Unbiased combination screening on repurposed drugs reveals synergistic potential of copanlisib and cerivastatin against chemoresistant high-grade serous ovarian cancer
- J Ovarian Res. 2025 Nov 6;18(1):242. doi: 10.1186/s13048-025-01828-7.
- 1. School of Pharmacy, Queen's University Belfast, Belfast, Northern Ireland.
- 2. Anhui Institute of Medicine, Hefei, China.
- 3. North-South Research Program, The All-Ireland Cancer Liquid Biopsies Consortium (CLuB), Dublin, Ireland.
- 4. Patrick G. Johnson Centre for Cancer Research, Queen's University Belfast, Belfast, Northern Ireland.
- 5. School of Life Sciences, Faculty of Science and Engineering, Department of Biomedical Science and Physiology, University of Wolverhampton, Wolverhampton, UK.

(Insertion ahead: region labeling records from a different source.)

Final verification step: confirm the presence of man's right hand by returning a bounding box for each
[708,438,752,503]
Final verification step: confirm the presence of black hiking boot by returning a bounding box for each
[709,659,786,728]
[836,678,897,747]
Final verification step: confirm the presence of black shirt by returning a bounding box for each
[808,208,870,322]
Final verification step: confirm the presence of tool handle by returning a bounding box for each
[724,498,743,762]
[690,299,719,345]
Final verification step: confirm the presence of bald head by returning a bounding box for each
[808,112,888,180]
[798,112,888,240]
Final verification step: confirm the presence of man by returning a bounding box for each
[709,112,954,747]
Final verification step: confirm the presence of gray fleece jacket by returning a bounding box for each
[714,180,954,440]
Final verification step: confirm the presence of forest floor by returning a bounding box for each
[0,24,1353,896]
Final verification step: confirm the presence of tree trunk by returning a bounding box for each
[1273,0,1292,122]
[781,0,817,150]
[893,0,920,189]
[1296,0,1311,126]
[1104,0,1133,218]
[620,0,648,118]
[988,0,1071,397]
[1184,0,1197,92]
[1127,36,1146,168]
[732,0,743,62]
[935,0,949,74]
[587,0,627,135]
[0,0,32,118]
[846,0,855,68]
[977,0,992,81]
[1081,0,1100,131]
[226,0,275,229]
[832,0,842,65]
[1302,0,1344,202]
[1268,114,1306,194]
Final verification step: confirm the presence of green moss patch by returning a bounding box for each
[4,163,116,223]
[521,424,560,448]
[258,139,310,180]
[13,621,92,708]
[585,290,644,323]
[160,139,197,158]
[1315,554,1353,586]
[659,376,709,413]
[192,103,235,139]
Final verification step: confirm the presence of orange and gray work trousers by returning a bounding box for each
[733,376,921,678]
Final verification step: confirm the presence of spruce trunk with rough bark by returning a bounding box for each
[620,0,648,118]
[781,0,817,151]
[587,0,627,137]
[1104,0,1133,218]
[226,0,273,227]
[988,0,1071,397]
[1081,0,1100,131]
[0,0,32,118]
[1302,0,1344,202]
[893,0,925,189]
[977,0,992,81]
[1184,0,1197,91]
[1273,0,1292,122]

- 6. School of Pharmacy, Queen's University Belfast, Belfast, Northern Ireland. [email protected].
Introduction: High-grade serous ovarian cancers (HGSOCs) are challenging to treat and often resistant to therapy. Despite ongoing therapeutic progress, relapse and poor outcomes remain common among both newly diagnosed and recurrent cases. Systematic high-throughput screening of clinically approved compounds holds significant promise for uncovering novel therapeutic responses and developing new treatment strategies for this disease.

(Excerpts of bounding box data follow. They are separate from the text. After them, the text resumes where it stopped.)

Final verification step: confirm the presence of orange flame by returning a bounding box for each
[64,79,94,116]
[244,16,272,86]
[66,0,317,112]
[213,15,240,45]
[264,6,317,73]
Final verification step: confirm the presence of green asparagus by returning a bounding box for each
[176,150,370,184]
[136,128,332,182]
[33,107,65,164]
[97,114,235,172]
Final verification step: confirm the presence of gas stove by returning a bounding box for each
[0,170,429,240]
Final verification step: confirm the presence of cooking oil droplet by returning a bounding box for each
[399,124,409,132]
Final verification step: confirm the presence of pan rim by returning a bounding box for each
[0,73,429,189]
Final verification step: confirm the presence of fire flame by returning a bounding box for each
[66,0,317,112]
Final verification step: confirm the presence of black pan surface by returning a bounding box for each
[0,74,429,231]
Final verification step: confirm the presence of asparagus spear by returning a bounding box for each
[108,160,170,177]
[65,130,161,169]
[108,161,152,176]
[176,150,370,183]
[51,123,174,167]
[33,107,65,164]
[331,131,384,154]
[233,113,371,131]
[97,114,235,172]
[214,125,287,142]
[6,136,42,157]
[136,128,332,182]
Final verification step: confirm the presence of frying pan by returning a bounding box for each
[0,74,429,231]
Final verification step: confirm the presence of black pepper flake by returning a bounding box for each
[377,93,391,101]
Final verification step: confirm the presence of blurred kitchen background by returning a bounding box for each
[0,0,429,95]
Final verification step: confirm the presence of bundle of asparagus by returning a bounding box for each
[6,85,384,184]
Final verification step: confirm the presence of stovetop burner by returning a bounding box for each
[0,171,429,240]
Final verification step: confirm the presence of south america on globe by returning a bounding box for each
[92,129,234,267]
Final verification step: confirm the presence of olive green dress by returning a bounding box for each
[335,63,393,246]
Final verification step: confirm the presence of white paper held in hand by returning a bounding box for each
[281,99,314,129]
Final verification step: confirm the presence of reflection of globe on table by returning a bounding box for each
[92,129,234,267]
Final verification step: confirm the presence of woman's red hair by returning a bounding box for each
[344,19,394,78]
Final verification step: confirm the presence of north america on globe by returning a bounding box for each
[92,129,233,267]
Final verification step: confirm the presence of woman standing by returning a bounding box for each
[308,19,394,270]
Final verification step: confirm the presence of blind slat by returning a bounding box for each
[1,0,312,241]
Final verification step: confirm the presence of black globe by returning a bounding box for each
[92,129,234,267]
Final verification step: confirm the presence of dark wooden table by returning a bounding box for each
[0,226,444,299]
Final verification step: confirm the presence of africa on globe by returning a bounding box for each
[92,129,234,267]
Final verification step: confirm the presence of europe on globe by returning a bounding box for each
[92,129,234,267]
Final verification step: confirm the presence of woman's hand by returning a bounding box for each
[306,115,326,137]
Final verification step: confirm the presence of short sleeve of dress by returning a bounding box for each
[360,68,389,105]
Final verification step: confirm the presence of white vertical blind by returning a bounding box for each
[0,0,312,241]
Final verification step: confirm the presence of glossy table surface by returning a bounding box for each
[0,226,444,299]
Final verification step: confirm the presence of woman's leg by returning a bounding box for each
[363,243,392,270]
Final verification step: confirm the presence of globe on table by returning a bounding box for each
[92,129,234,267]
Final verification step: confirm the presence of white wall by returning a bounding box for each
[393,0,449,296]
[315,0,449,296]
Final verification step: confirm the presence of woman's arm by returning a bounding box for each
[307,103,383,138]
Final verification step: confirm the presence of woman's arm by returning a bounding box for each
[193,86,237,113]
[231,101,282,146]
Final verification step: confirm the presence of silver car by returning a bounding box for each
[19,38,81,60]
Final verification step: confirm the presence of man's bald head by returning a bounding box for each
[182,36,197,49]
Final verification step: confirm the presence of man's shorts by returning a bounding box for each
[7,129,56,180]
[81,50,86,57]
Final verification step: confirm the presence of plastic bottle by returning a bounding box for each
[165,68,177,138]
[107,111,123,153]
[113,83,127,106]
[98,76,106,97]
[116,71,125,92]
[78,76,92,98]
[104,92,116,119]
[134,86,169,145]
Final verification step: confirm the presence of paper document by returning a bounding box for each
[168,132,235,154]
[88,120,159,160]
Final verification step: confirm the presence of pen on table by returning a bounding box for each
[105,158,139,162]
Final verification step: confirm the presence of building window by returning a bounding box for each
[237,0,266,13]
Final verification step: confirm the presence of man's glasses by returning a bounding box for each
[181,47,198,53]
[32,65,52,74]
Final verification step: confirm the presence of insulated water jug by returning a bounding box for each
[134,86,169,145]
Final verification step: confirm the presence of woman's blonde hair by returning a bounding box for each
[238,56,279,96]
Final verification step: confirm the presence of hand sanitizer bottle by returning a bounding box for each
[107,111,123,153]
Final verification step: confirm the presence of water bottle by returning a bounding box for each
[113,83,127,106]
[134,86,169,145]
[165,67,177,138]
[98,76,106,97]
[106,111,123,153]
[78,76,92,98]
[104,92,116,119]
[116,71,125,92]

Methods: A panel of drugs were screened for cytotoxicity in five HGSOC cell lines, with drug efficacy quantified using the drug sensitivity score (DSS). All pairwise combinations of 384 low-cytotoxic drugs were screened by grouping 10 compounds in each well. The potent 10-compound combinations were deconvoluted into 2-drug pairings for secondary screening and ranked by the Bliss independent model and the Loewe additive model. Promising drug responses were further characterised in 3D spheroid cultures and patient ascites-derived cells (PADCs). The mechanism of action of the drugs was investigated by Western blot analysis.

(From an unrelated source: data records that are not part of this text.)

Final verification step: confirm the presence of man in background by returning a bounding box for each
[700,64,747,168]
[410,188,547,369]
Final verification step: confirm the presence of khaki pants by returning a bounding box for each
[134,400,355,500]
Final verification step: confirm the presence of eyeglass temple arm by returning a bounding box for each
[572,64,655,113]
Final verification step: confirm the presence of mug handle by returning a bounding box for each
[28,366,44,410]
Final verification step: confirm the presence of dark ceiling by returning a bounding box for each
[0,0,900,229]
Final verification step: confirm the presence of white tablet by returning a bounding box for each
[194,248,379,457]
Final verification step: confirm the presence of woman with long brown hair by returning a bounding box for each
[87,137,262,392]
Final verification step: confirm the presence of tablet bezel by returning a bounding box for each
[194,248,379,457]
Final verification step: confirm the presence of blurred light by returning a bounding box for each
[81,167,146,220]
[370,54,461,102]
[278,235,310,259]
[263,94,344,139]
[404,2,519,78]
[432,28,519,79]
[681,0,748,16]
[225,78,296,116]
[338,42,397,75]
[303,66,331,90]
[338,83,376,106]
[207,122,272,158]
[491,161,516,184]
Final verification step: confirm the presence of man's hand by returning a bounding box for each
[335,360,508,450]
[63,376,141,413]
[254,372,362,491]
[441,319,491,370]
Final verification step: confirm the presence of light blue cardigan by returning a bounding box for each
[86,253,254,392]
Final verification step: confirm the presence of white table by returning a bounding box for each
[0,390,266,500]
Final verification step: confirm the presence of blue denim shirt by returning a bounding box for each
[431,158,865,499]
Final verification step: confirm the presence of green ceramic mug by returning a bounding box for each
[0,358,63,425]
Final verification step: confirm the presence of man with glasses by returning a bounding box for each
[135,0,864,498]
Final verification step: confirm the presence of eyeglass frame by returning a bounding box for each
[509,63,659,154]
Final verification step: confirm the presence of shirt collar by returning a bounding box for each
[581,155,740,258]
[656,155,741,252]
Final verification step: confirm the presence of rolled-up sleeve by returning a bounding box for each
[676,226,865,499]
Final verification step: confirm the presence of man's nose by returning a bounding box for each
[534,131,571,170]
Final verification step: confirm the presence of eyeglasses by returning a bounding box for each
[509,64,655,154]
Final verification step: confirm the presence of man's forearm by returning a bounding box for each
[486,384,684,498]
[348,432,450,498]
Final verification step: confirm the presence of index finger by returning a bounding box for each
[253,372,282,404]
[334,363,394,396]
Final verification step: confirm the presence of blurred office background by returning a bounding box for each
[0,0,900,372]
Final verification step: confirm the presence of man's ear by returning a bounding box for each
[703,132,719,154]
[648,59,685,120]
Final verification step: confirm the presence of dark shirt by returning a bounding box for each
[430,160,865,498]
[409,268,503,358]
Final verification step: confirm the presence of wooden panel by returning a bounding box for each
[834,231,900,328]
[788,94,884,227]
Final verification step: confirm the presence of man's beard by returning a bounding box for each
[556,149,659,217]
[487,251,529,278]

Results: The DSS profile of drug responses provided a more robust clustering of 5 HGSOC cell lines according to their chemosensitivity responses compared to gene expression analysis of chemoresistance markers. Furthermore, chemoresistant HGSOC cell lines exhibited limited efficacy to single-agent treatments and generally demonstrated resistance to most anti-cancer agents. However, combination screens identified several novel drug pairings that were cytotoxic to chemoresistant HGSOC cells. Drug combinations involving traditional Anticancer agents showed superior synergy and toxicity in chemosensitive cell lines, while all cell lines demonstrated good sensitivity to PI3K and HMG-CoA reductase inhibitors at sub-maximal clinically relevant concentrations, with the greatest sensitivity observed in chemoresistant cells. The combination of PI3K and HMG-CoA reductase inhibition significantly reduced the viability and growth of HGSOC spheroids. PADCs exhibited intrinsic sensitivity to HMG-CoA inhibition, while the combination with PI3K inhibition facilitated further dose reductions. Mechanistic studies revealed that the HMG-CoA inhibitor increased phospho-Akt levels in chemoresistant cell lines, sensitising them to PI3K inhibition.
Conclusion: This study demonstrates the application of multiplex drug combination screening to identify effective synergistic therapies. Co-targeting PI3-kinase and HMG-CoA reductase could be repurposed as a potent combination to treat chemoresistant HGSOC.